In Lloyd v. Navy Federal Credit Union, the United States District Court for the Southern District of California found the Virginia choice-of-law provision at issue unenforceable as to the plaintiff's California consumer protection statutory claims because enforcing the provision would violate California's public policy. 2018 WL 1757609, at *5-6 (S.D. Cal. Apr. 12, 2018). The holding in Lloyd was based on (a) California's fundamental public policy in favor of class actions, which the California statutes permit but the Virginia statutes do not, and (b) the express anti-waiver provision in one of the California consumer protection statutes at issue, which stated that waivers are unenforceable as contrary to public policy.
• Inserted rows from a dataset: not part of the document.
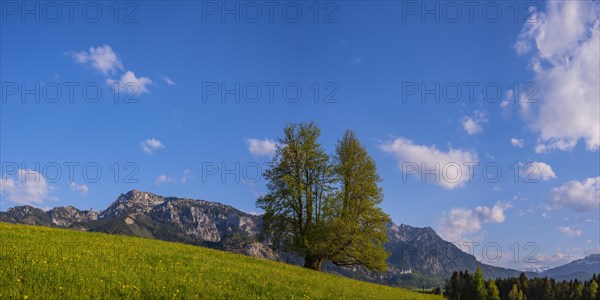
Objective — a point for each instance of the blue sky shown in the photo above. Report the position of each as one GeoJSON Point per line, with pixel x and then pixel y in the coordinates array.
{"type": "Point", "coordinates": [527, 78]}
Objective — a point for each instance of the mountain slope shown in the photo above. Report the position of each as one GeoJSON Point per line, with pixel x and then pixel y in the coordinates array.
{"type": "Point", "coordinates": [582, 269]}
{"type": "Point", "coordinates": [427, 257]}
{"type": "Point", "coordinates": [51, 263]}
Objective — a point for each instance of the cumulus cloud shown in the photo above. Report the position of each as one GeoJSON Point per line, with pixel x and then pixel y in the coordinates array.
{"type": "Point", "coordinates": [164, 179]}
{"type": "Point", "coordinates": [102, 59]}
{"type": "Point", "coordinates": [129, 83]}
{"type": "Point", "coordinates": [472, 125]}
{"type": "Point", "coordinates": [168, 80]}
{"type": "Point", "coordinates": [27, 188]}
{"type": "Point", "coordinates": [150, 145]}
{"type": "Point", "coordinates": [107, 62]}
{"type": "Point", "coordinates": [264, 147]}
{"type": "Point", "coordinates": [81, 188]}
{"type": "Point", "coordinates": [461, 224]}
{"type": "Point", "coordinates": [453, 168]}
{"type": "Point", "coordinates": [569, 231]}
{"type": "Point", "coordinates": [565, 58]}
{"type": "Point", "coordinates": [536, 171]}
{"type": "Point", "coordinates": [517, 143]}
{"type": "Point", "coordinates": [579, 196]}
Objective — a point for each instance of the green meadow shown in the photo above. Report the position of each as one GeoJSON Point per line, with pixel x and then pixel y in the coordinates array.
{"type": "Point", "coordinates": [49, 263]}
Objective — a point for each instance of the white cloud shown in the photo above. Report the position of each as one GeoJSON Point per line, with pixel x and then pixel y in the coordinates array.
{"type": "Point", "coordinates": [565, 60]}
{"type": "Point", "coordinates": [355, 61]}
{"type": "Point", "coordinates": [164, 179]}
{"type": "Point", "coordinates": [579, 196]}
{"type": "Point", "coordinates": [452, 168]}
{"type": "Point", "coordinates": [185, 177]}
{"type": "Point", "coordinates": [129, 83]}
{"type": "Point", "coordinates": [82, 189]}
{"type": "Point", "coordinates": [568, 231]}
{"type": "Point", "coordinates": [150, 145]}
{"type": "Point", "coordinates": [460, 224]}
{"type": "Point", "coordinates": [594, 250]}
{"type": "Point", "coordinates": [168, 80]}
{"type": "Point", "coordinates": [536, 171]}
{"type": "Point", "coordinates": [517, 143]}
{"type": "Point", "coordinates": [28, 188]}
{"type": "Point", "coordinates": [264, 147]}
{"type": "Point", "coordinates": [103, 59]}
{"type": "Point", "coordinates": [472, 125]}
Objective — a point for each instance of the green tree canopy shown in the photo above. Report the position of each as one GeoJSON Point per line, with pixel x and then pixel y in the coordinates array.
{"type": "Point", "coordinates": [322, 208]}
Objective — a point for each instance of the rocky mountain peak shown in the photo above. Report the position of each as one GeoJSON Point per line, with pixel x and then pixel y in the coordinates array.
{"type": "Point", "coordinates": [132, 202]}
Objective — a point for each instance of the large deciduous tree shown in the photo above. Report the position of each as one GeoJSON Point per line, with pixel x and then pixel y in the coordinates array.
{"type": "Point", "coordinates": [321, 208]}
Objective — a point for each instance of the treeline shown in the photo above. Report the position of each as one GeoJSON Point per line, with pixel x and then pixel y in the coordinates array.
{"type": "Point", "coordinates": [466, 286]}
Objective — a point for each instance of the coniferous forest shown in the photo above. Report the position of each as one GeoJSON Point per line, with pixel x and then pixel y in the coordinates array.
{"type": "Point", "coordinates": [467, 286]}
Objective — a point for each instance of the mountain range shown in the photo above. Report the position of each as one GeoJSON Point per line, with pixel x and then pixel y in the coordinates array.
{"type": "Point", "coordinates": [418, 256]}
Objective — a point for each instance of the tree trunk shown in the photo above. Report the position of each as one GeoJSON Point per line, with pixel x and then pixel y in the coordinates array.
{"type": "Point", "coordinates": [313, 263]}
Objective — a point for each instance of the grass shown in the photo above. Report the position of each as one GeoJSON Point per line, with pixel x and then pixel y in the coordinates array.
{"type": "Point", "coordinates": [50, 263]}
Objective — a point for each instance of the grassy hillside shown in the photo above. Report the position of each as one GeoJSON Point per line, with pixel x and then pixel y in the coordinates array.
{"type": "Point", "coordinates": [41, 262]}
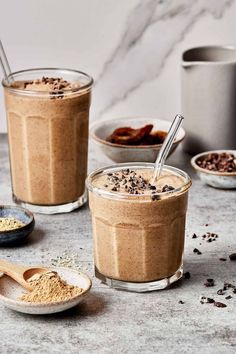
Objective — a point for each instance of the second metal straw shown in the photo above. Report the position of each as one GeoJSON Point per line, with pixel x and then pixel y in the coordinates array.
{"type": "Point", "coordinates": [4, 63]}
{"type": "Point", "coordinates": [166, 146]}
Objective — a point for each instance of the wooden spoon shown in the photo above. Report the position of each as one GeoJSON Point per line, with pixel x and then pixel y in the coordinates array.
{"type": "Point", "coordinates": [21, 274]}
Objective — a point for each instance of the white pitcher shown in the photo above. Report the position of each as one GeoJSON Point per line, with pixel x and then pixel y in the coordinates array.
{"type": "Point", "coordinates": [209, 98]}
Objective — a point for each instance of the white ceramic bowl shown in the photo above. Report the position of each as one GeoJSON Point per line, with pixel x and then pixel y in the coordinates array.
{"type": "Point", "coordinates": [127, 153]}
{"type": "Point", "coordinates": [10, 291]}
{"type": "Point", "coordinates": [222, 180]}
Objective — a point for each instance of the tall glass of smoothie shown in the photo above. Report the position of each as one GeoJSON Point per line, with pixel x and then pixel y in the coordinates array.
{"type": "Point", "coordinates": [138, 226]}
{"type": "Point", "coordinates": [47, 116]}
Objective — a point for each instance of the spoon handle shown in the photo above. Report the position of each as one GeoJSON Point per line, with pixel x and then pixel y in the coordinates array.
{"type": "Point", "coordinates": [165, 148]}
{"type": "Point", "coordinates": [14, 271]}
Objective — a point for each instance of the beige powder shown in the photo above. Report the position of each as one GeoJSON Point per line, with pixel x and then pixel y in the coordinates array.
{"type": "Point", "coordinates": [49, 287]}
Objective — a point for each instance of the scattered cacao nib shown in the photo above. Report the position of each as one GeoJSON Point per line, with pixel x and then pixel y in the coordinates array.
{"type": "Point", "coordinates": [187, 275]}
{"type": "Point", "coordinates": [210, 236]}
{"type": "Point", "coordinates": [221, 162]}
{"type": "Point", "coordinates": [219, 304]}
{"type": "Point", "coordinates": [232, 257]}
{"type": "Point", "coordinates": [209, 282]}
{"type": "Point", "coordinates": [229, 286]}
{"type": "Point", "coordinates": [228, 297]}
{"type": "Point", "coordinates": [206, 300]}
{"type": "Point", "coordinates": [197, 251]}
{"type": "Point", "coordinates": [155, 197]}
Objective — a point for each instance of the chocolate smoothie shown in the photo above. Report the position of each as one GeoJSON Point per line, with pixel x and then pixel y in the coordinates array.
{"type": "Point", "coordinates": [48, 137]}
{"type": "Point", "coordinates": [138, 226]}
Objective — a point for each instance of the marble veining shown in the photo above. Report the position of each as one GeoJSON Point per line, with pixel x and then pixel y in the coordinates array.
{"type": "Point", "coordinates": [152, 31]}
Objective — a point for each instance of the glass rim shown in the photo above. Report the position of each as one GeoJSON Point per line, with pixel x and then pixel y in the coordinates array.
{"type": "Point", "coordinates": [120, 166]}
{"type": "Point", "coordinates": [84, 87]}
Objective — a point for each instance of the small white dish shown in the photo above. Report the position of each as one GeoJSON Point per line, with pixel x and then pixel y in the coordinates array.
{"type": "Point", "coordinates": [100, 130]}
{"type": "Point", "coordinates": [10, 291]}
{"type": "Point", "coordinates": [221, 180]}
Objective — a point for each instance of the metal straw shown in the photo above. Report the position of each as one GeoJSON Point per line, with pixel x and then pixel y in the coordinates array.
{"type": "Point", "coordinates": [4, 63]}
{"type": "Point", "coordinates": [166, 146]}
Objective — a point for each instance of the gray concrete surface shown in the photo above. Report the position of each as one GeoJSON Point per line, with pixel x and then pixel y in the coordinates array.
{"type": "Point", "coordinates": [111, 321]}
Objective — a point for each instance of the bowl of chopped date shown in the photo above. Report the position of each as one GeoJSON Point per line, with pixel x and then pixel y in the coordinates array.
{"type": "Point", "coordinates": [216, 168]}
{"type": "Point", "coordinates": [132, 139]}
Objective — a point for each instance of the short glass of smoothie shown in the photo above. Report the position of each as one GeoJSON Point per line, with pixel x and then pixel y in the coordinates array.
{"type": "Point", "coordinates": [138, 226]}
{"type": "Point", "coordinates": [47, 117]}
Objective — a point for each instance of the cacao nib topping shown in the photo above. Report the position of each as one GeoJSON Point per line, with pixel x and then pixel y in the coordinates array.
{"type": "Point", "coordinates": [133, 183]}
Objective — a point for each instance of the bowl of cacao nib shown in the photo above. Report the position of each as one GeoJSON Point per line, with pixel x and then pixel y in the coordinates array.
{"type": "Point", "coordinates": [216, 168]}
{"type": "Point", "coordinates": [132, 139]}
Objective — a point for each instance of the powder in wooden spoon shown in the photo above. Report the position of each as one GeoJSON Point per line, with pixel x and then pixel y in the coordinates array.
{"type": "Point", "coordinates": [49, 287]}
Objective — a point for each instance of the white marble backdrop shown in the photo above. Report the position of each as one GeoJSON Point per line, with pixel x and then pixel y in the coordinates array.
{"type": "Point", "coordinates": [131, 48]}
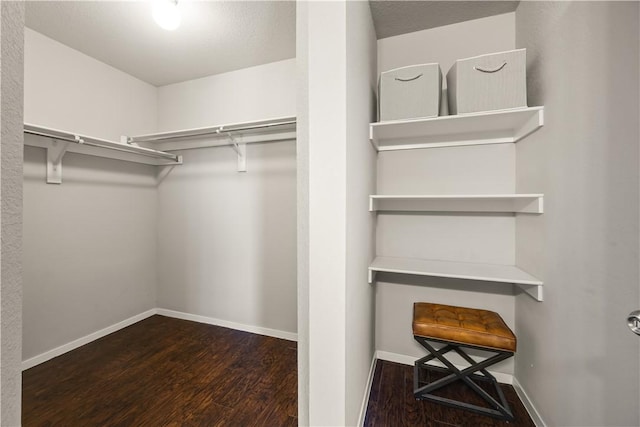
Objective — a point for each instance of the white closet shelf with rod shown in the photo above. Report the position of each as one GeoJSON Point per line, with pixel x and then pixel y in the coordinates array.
{"type": "Point", "coordinates": [59, 142]}
{"type": "Point", "coordinates": [508, 274]}
{"type": "Point", "coordinates": [508, 203]}
{"type": "Point", "coordinates": [235, 135]}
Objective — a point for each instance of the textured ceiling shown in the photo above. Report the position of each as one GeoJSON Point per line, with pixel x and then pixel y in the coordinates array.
{"type": "Point", "coordinates": [392, 18]}
{"type": "Point", "coordinates": [214, 37]}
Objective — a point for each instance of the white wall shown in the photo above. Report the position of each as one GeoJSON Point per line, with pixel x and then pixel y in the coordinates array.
{"type": "Point", "coordinates": [227, 240]}
{"type": "Point", "coordinates": [11, 93]}
{"type": "Point", "coordinates": [89, 244]}
{"type": "Point", "coordinates": [337, 169]}
{"type": "Point", "coordinates": [68, 90]}
{"type": "Point", "coordinates": [302, 181]}
{"type": "Point", "coordinates": [254, 93]}
{"type": "Point", "coordinates": [486, 238]}
{"type": "Point", "coordinates": [577, 360]}
{"type": "Point", "coordinates": [361, 176]}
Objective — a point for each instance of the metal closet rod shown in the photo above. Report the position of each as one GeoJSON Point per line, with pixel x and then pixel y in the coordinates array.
{"type": "Point", "coordinates": [217, 130]}
{"type": "Point", "coordinates": [96, 142]}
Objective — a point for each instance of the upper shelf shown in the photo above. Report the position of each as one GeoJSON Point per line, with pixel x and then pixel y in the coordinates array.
{"type": "Point", "coordinates": [515, 203]}
{"type": "Point", "coordinates": [58, 143]}
{"type": "Point", "coordinates": [493, 127]}
{"type": "Point", "coordinates": [269, 130]}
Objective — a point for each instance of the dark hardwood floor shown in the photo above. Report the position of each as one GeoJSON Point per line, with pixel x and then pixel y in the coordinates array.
{"type": "Point", "coordinates": [391, 402]}
{"type": "Point", "coordinates": [166, 372]}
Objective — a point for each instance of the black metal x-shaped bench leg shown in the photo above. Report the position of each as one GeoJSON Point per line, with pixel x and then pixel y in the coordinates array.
{"type": "Point", "coordinates": [500, 410]}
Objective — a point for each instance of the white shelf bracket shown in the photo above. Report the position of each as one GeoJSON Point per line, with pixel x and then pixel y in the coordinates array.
{"type": "Point", "coordinates": [372, 276]}
{"type": "Point", "coordinates": [534, 291]}
{"type": "Point", "coordinates": [241, 151]}
{"type": "Point", "coordinates": [55, 153]}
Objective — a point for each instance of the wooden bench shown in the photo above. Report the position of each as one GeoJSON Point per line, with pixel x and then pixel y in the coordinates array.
{"type": "Point", "coordinates": [460, 328]}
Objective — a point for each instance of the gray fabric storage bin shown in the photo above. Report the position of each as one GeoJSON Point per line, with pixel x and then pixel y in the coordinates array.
{"type": "Point", "coordinates": [497, 81]}
{"type": "Point", "coordinates": [410, 92]}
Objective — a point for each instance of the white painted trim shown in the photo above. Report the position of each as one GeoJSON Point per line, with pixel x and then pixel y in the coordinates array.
{"type": "Point", "coordinates": [528, 404]}
{"type": "Point", "coordinates": [48, 355]}
{"type": "Point", "coordinates": [409, 360]}
{"type": "Point", "coordinates": [292, 336]}
{"type": "Point", "coordinates": [367, 392]}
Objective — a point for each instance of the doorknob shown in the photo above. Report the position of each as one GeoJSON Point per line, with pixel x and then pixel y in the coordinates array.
{"type": "Point", "coordinates": [634, 321]}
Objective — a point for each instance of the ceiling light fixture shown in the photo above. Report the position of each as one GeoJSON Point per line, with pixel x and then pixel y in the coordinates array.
{"type": "Point", "coordinates": [167, 14]}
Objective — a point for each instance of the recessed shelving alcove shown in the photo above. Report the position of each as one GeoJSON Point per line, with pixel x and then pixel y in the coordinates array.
{"type": "Point", "coordinates": [495, 127]}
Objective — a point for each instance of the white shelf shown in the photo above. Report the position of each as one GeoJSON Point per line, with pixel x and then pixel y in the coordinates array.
{"type": "Point", "coordinates": [459, 270]}
{"type": "Point", "coordinates": [269, 130]}
{"type": "Point", "coordinates": [493, 127]}
{"type": "Point", "coordinates": [59, 142]}
{"type": "Point", "coordinates": [514, 203]}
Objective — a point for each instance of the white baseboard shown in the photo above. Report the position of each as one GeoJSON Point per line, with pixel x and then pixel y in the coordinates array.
{"type": "Point", "coordinates": [367, 392]}
{"type": "Point", "coordinates": [409, 360]}
{"type": "Point", "coordinates": [291, 336]}
{"type": "Point", "coordinates": [48, 355]}
{"type": "Point", "coordinates": [528, 404]}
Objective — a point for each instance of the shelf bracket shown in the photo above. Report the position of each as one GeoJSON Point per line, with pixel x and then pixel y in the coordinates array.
{"type": "Point", "coordinates": [241, 151]}
{"type": "Point", "coordinates": [534, 291]}
{"type": "Point", "coordinates": [372, 276]}
{"type": "Point", "coordinates": [55, 153]}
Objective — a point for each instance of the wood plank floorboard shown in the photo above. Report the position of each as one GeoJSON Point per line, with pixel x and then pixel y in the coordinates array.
{"type": "Point", "coordinates": [166, 372]}
{"type": "Point", "coordinates": [391, 402]}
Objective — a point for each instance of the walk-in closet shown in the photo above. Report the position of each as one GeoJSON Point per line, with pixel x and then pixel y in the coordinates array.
{"type": "Point", "coordinates": [325, 213]}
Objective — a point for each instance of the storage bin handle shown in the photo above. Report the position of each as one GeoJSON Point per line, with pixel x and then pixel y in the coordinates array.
{"type": "Point", "coordinates": [410, 79]}
{"type": "Point", "coordinates": [495, 70]}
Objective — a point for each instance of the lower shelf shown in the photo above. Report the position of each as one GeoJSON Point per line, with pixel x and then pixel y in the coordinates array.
{"type": "Point", "coordinates": [459, 270]}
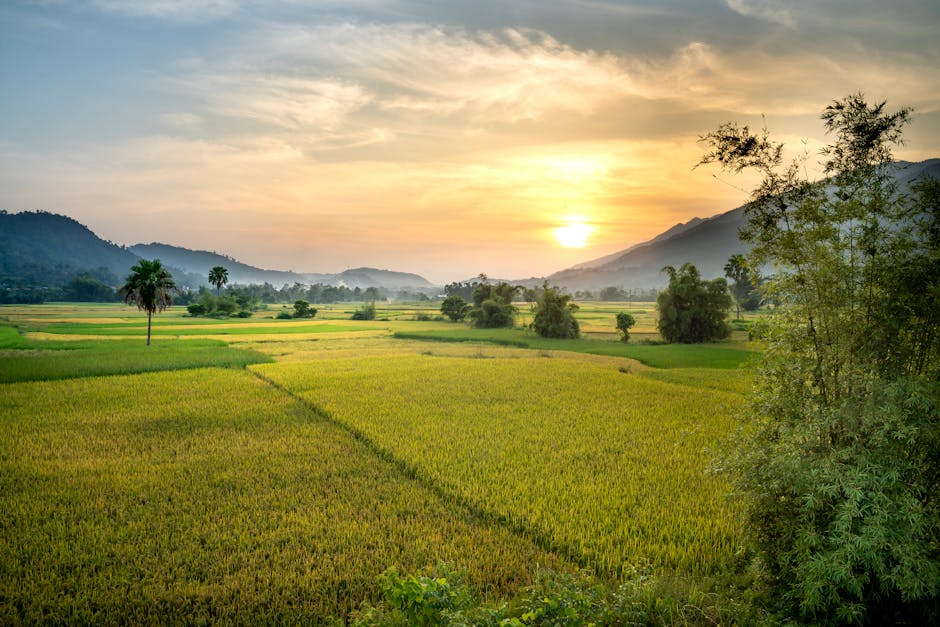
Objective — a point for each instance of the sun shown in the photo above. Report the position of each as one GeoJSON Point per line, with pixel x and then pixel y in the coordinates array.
{"type": "Point", "coordinates": [574, 234]}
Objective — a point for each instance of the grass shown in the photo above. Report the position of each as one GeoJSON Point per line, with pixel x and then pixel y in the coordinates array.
{"type": "Point", "coordinates": [720, 356]}
{"type": "Point", "coordinates": [207, 496]}
{"type": "Point", "coordinates": [225, 327]}
{"type": "Point", "coordinates": [609, 468]}
{"type": "Point", "coordinates": [24, 359]}
{"type": "Point", "coordinates": [168, 484]}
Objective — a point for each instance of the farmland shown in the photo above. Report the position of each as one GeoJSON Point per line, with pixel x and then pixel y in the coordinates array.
{"type": "Point", "coordinates": [269, 470]}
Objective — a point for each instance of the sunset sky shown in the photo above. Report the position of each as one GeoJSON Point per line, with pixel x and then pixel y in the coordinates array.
{"type": "Point", "coordinates": [442, 138]}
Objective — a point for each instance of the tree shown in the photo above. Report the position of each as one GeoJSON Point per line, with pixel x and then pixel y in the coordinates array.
{"type": "Point", "coordinates": [744, 291]}
{"type": "Point", "coordinates": [218, 276]}
{"type": "Point", "coordinates": [554, 314]}
{"type": "Point", "coordinates": [366, 312]}
{"type": "Point", "coordinates": [692, 309]}
{"type": "Point", "coordinates": [455, 308]}
{"type": "Point", "coordinates": [492, 305]}
{"type": "Point", "coordinates": [840, 466]}
{"type": "Point", "coordinates": [302, 309]}
{"type": "Point", "coordinates": [148, 286]}
{"type": "Point", "coordinates": [625, 322]}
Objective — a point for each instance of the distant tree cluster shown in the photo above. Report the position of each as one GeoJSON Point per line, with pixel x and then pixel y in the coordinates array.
{"type": "Point", "coordinates": [619, 294]}
{"type": "Point", "coordinates": [554, 314]}
{"type": "Point", "coordinates": [692, 309]}
{"type": "Point", "coordinates": [492, 305]}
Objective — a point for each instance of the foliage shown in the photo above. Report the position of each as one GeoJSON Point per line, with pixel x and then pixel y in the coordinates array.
{"type": "Point", "coordinates": [418, 601]}
{"type": "Point", "coordinates": [841, 464]}
{"type": "Point", "coordinates": [455, 308]}
{"type": "Point", "coordinates": [366, 312]}
{"type": "Point", "coordinates": [554, 314]}
{"type": "Point", "coordinates": [302, 309]}
{"type": "Point", "coordinates": [625, 321]}
{"type": "Point", "coordinates": [692, 309]}
{"type": "Point", "coordinates": [555, 598]}
{"type": "Point", "coordinates": [218, 276]}
{"type": "Point", "coordinates": [744, 289]}
{"type": "Point", "coordinates": [148, 286]}
{"type": "Point", "coordinates": [655, 355]}
{"type": "Point", "coordinates": [492, 305]}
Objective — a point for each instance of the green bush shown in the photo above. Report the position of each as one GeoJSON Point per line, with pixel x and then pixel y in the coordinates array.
{"type": "Point", "coordinates": [366, 312]}
{"type": "Point", "coordinates": [692, 309]}
{"type": "Point", "coordinates": [625, 322]}
{"type": "Point", "coordinates": [554, 315]}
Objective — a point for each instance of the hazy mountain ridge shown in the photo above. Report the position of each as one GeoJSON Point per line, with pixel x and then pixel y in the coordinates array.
{"type": "Point", "coordinates": [707, 243]}
{"type": "Point", "coordinates": [43, 248]}
{"type": "Point", "coordinates": [202, 261]}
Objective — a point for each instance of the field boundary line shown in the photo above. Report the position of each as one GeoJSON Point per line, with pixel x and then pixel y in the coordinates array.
{"type": "Point", "coordinates": [413, 473]}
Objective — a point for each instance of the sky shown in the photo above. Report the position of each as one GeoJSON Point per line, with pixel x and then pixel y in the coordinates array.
{"type": "Point", "coordinates": [445, 138]}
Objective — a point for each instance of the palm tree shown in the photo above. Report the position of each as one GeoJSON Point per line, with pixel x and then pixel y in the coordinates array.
{"type": "Point", "coordinates": [218, 276]}
{"type": "Point", "coordinates": [148, 286]}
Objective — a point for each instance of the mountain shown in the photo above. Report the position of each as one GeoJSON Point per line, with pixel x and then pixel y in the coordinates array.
{"type": "Point", "coordinates": [40, 248]}
{"type": "Point", "coordinates": [368, 277]}
{"type": "Point", "coordinates": [201, 261]}
{"type": "Point", "coordinates": [675, 230]}
{"type": "Point", "coordinates": [707, 243]}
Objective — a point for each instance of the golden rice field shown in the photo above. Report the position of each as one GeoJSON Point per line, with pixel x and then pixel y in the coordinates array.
{"type": "Point", "coordinates": [266, 471]}
{"type": "Point", "coordinates": [609, 466]}
{"type": "Point", "coordinates": [209, 496]}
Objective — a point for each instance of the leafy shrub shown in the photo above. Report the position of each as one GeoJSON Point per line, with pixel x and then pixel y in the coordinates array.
{"type": "Point", "coordinates": [366, 312]}
{"type": "Point", "coordinates": [492, 306]}
{"type": "Point", "coordinates": [692, 309]}
{"type": "Point", "coordinates": [302, 309]}
{"type": "Point", "coordinates": [554, 315]}
{"type": "Point", "coordinates": [624, 322]}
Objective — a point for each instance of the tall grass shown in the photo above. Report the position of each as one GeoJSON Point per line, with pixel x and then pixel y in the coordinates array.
{"type": "Point", "coordinates": [610, 467]}
{"type": "Point", "coordinates": [207, 496]}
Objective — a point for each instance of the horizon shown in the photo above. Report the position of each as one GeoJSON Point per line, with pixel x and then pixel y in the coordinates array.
{"type": "Point", "coordinates": [510, 139]}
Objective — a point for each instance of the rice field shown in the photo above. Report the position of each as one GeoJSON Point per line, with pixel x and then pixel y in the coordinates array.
{"type": "Point", "coordinates": [606, 466]}
{"type": "Point", "coordinates": [208, 496]}
{"type": "Point", "coordinates": [268, 471]}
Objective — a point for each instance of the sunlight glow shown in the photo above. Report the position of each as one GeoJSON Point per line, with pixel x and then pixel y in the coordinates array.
{"type": "Point", "coordinates": [575, 234]}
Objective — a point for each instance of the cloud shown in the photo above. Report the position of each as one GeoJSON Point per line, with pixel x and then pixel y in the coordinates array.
{"type": "Point", "coordinates": [763, 10]}
{"type": "Point", "coordinates": [169, 9]}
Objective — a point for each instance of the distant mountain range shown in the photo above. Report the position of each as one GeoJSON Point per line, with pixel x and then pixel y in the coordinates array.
{"type": "Point", "coordinates": [707, 243]}
{"type": "Point", "coordinates": [201, 261]}
{"type": "Point", "coordinates": [40, 248]}
{"type": "Point", "coordinates": [45, 249]}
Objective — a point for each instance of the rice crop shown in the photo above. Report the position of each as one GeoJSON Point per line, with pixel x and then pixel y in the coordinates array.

Id. at *5. Because NC's UDTPA does not have an anti-waiver provision or any statement that the ability to bring suits against a credit union is a fundamental policy of the state, Lloyd does not apply to this case. --------
For the reasons stated above, and for good cause shown, Defendant's Motion to Dismiss for Failure to State a Claim (Dkt. 19) is hereby GRANTED. Finding that amendment would be futile, Plaintiff's Complaint is hereby DISMISSED WITH PREJUDICE.